As you’ve probably already predicted from the score, that’s about as much as there is to say positively about Captain Marvel, outside of a few glimmers only worth mentioning in passing.


Strangely, despite not attempting to follow an origin story beat for beat early on, it becomes readily apparent that it’s the exact same beaten path as before. There isn’t anything non-linear here as scenes from the past are just memories or dreams, and they all happen within the throughline of the narrative. It’s an origin story as it lives and breathes, just written very poorly, and visualized almost on the same level. There’s a level of ambitiousness to it that clearly seems suppressed by the fact that it’s apart of a larger universe, because you just can’t forget to tuck away those nifty easter eggs.

Structurally, Captain Marvel is 90 minutes of exposition, and 30 minutes of conclusion. It’s a wave we’ve seen Marvel ride before, and here the characters build the world and explain information until it’s time to power up and beat the bad guys. Poorly choreographed and laid out action scenes are sprinkled in between, but they only ever feel like an obligation because it’s a blockbuster. It never paves its way to a point where it organically belongs within the narrative, and it only becomes more frustrating when it’s main character lacks proper characterization.


In a universe that prides itself on well thought out characters that exist beyond ideas and as living, breathing, fictional people, Carol is the embodiment of the worst versions of the universe’s characters. She’s not a terrible person, but she only exists in this film as a concept and not as a multi-dimensional character. Most of her lines are snarky quips that are supposedly the signal to a character within the framework of Carol, but snappy one-liners bouncing off of Fury isn’t proper characterization. We’re introduced to ideas and emotions within or around Carol, but we don’t know anything about her likes, dislikes, passions, and personality to make her a full-fledged likable character. She isn’t unlikable, she isn’t likable either, and it’s why Larson’s performance seems like such a bright spot, because she’s selling nothing, and she sells it well.

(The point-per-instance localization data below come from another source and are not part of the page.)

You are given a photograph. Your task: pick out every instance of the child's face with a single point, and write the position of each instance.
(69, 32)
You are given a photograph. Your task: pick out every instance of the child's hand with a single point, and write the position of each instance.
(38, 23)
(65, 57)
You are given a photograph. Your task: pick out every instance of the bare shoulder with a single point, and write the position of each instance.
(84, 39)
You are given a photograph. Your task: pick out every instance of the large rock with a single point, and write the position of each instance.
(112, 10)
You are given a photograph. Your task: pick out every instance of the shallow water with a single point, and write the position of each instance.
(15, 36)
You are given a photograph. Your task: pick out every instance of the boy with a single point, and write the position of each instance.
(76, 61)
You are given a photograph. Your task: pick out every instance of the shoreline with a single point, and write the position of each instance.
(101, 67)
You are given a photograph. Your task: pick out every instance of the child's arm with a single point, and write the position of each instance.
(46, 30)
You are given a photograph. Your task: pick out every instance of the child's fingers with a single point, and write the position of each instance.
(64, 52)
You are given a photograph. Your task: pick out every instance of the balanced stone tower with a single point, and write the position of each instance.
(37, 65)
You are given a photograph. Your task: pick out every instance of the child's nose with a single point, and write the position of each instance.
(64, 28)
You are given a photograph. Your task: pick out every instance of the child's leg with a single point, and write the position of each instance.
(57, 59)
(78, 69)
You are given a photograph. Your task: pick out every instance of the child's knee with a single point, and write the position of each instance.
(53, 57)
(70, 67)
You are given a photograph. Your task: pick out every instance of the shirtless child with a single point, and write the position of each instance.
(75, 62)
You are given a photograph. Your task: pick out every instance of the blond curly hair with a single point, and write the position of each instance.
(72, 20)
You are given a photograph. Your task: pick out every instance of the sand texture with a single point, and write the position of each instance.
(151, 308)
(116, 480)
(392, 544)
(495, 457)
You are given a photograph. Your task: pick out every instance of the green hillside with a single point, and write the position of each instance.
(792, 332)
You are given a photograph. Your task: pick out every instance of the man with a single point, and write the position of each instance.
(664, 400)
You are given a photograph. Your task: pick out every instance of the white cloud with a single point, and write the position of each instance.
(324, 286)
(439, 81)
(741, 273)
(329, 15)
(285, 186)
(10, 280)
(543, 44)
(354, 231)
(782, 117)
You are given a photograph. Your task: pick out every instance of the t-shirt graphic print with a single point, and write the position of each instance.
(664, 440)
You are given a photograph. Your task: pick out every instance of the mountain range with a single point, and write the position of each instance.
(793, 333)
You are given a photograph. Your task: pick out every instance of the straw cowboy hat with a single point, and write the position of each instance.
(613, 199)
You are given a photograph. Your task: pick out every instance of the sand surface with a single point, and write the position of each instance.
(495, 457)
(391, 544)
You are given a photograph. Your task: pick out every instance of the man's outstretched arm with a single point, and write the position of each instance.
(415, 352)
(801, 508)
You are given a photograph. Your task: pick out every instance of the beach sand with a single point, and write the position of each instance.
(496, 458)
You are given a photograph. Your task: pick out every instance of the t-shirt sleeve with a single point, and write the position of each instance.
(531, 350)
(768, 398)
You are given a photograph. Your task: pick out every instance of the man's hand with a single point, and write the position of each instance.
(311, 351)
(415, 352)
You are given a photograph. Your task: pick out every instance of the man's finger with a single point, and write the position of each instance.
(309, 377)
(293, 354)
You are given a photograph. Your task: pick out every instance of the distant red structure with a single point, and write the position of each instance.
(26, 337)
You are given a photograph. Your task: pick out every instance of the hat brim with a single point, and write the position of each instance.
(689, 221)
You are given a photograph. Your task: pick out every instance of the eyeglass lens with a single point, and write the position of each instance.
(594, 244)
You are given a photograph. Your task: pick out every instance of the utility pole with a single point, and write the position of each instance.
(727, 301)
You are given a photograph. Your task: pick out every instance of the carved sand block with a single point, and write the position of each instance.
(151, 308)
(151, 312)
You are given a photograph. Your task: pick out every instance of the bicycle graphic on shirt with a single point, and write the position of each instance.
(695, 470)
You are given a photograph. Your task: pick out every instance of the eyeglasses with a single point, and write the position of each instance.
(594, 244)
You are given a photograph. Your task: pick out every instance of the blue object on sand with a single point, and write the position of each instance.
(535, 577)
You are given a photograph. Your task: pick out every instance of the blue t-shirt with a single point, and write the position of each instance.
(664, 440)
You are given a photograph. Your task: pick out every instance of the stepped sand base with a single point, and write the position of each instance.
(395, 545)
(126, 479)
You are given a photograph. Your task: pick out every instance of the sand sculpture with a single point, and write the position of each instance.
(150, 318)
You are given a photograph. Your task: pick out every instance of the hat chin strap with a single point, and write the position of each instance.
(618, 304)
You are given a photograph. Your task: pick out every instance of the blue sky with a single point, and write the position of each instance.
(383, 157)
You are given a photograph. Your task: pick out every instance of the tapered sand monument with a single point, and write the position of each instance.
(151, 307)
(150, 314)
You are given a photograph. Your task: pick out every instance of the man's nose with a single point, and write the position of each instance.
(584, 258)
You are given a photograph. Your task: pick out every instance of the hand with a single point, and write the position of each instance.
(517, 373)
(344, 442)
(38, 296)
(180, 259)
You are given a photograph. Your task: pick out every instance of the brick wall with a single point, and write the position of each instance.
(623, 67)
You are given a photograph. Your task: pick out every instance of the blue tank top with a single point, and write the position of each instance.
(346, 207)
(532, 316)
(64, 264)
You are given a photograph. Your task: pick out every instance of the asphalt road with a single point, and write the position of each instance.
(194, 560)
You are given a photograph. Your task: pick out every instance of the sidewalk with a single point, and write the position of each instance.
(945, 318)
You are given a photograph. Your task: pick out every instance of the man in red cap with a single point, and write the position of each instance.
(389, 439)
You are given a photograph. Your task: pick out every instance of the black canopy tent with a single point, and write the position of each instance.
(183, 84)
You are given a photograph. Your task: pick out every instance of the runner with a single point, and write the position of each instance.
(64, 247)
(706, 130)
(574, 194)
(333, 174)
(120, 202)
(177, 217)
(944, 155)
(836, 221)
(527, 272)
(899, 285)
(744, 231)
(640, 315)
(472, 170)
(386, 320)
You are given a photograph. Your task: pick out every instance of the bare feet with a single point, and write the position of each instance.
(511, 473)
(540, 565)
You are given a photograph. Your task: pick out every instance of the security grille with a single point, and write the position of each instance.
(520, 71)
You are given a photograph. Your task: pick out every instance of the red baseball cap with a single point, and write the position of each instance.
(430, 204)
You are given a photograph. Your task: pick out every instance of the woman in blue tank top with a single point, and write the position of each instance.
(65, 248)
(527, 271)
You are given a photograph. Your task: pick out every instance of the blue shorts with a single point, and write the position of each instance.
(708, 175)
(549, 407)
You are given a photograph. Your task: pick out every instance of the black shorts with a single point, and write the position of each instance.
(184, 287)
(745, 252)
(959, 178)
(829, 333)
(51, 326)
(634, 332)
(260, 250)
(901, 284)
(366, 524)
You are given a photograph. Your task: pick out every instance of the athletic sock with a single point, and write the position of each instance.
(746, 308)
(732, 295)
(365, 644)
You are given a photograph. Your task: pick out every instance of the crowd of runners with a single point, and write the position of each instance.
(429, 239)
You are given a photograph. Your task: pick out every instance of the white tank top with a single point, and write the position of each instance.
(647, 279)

All in all, Captain Marvel is just a lazy movie. The cast works in selling a scatterbrained script, that it’s directing duo visualizes in a movie that actually has a surprising sense of production value (a rarity for the MCU as of late) for the characters to live within. At this point, I don’t think there’s any excuse for the 21st film in a franchise to lack personality like it does here. It tries to convince us that it’s different from the rest, but all it does is dump information scene after scene to expand the universe, and not it’s character. Nothing feels earned, triumphant, or rewarding for Carol’s arc because she doesn’t really have one. She visualizes a revelation, and is then able to unleash her wrath and fury because of course she can. This film painfully retreads a plot device straight from Thor: Ragnarok, it injects 90s music here and there for no discernable reason (because it’s SO 90s, but the movie doesn’t even toy around with any identity to its setting anyways), the action is less than spectacular, and there isn’t anything of outstanding value here worth rallying behind. If you’re a fan of this universe it has some cool tie-ins and overly egregious set-up to prep you for what you really want, and if you’re not a fan, then Captain Marvel perfectly embodies some of the worst of what cinematic universe films can be. Marvel’s sights are on the endgame, literally, and Captain Marvel suffers greatly for that, because it is anything but marvelous.